Origin: Original WHEEL Council Story
Theme: Grandmothers have important lessons that can change the adversity of impoverished neighborhoods.
Abuela, Pablo’s grandma, usually got up at dawn, but today she felt tired. As she looked out the window, she saw the dirt lawns of the Coffelt Projects where they lived. The houses were tiny and dreary and close together. It was so different from Mexico where she had grown up where there were streams and trees and fresh fruit. But she was glad to be in the US so her three grandchildren could have better lives.
All of a sudden, Abuela, sat straight up in bed with a jerk. She had remembered, this was the day, yes, por fin, this was the day of her grandson, Pablo’s, graduation from high school. She stretched, got dressed and hurried to breakfast.
Sitting at the breakfast table, Pablo looked beautiful in black slacks and a white shirt, ready for his last day of high school.
“Pablo, you look muy guapo,” said Abuela.
“Gracias, thank you for buying the shirt, Abuelita,” responded Pablo
There would be an assembly at 10 am. As Abuela looked at Pablo’s deep brown eyes she saw orgullo, pride in himself and his family.

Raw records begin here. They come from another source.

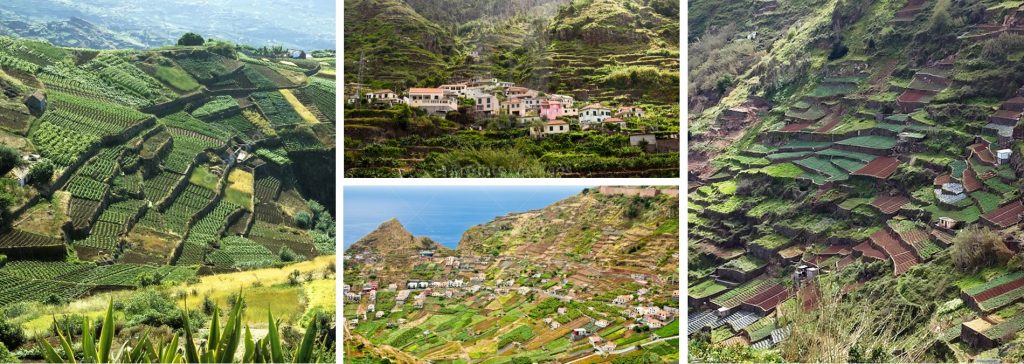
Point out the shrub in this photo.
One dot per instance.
(978, 247)
(153, 308)
(10, 333)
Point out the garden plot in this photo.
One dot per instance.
(913, 235)
(1006, 216)
(821, 167)
(901, 257)
(890, 204)
(741, 293)
(996, 293)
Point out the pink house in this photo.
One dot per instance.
(551, 110)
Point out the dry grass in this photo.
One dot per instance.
(299, 108)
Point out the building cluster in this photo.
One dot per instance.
(492, 96)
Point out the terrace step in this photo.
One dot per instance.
(900, 255)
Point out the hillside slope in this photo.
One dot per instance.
(590, 228)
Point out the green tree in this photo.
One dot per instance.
(976, 247)
(190, 39)
(40, 172)
(9, 158)
(10, 333)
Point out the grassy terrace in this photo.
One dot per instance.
(744, 264)
(772, 242)
(706, 289)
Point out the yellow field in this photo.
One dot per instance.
(299, 108)
(241, 180)
(286, 301)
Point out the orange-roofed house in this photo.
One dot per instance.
(594, 113)
(551, 110)
(614, 121)
(556, 126)
(432, 99)
(630, 112)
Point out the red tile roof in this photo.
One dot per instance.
(982, 153)
(425, 90)
(971, 182)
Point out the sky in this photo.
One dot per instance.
(441, 213)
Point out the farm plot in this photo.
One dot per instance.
(1006, 216)
(742, 293)
(890, 204)
(902, 257)
(823, 167)
(913, 235)
(869, 142)
(276, 109)
(242, 252)
(882, 168)
(998, 292)
(179, 214)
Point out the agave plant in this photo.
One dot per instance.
(221, 346)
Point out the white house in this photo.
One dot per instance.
(630, 112)
(620, 123)
(432, 99)
(594, 113)
(455, 88)
(486, 104)
(514, 107)
(382, 94)
(556, 126)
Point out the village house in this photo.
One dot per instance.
(514, 107)
(579, 333)
(556, 126)
(432, 99)
(594, 113)
(486, 104)
(564, 99)
(550, 109)
(455, 88)
(619, 123)
(401, 296)
(623, 299)
(382, 95)
(629, 112)
(417, 284)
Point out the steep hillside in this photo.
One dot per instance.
(877, 142)
(613, 49)
(391, 239)
(603, 230)
(400, 47)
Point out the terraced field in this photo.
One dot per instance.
(141, 145)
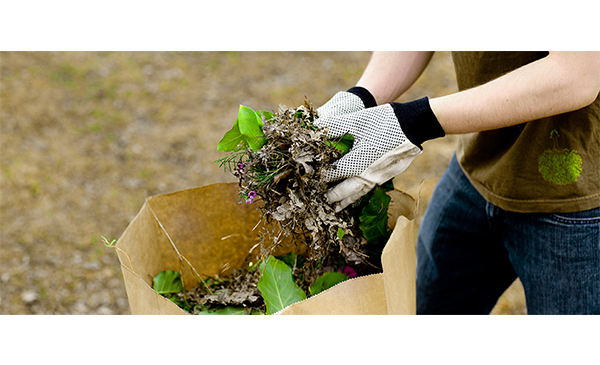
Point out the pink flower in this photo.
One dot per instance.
(251, 195)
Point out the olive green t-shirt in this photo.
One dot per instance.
(547, 165)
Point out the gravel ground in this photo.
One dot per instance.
(87, 137)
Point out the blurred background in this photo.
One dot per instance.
(86, 137)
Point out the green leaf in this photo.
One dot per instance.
(231, 139)
(343, 144)
(277, 286)
(167, 282)
(373, 218)
(250, 125)
(326, 281)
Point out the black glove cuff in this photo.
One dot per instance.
(417, 121)
(365, 95)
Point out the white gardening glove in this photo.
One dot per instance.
(345, 102)
(387, 139)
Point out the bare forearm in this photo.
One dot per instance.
(389, 74)
(558, 83)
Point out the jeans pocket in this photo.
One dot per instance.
(585, 217)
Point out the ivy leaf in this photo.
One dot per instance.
(250, 125)
(343, 144)
(168, 282)
(277, 286)
(326, 281)
(373, 218)
(231, 139)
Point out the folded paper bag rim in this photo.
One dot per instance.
(207, 228)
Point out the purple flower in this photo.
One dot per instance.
(348, 271)
(250, 197)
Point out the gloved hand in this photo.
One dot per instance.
(387, 139)
(345, 102)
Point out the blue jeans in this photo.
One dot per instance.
(469, 251)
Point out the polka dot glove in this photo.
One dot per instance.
(345, 102)
(387, 139)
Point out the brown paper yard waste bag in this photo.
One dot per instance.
(205, 229)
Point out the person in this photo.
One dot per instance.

Many memories flooded her with visions. She saw Pablo coming home, looking sullen, ready to punch in the wall when he was starting 8th grade, back in 2001. Abuela gave him a quesadilla for a snack, and for a short time, Pablo let down his guard of trying to be man and not show he was confused about how to be true to his family and succeed in school.
Pablo said, “My English teacher got mad at me because I didn’t the directions she gave me. She said we should be speaking English since we are in the U.S. I understand English, she was just talking too fast. It made me so mad.”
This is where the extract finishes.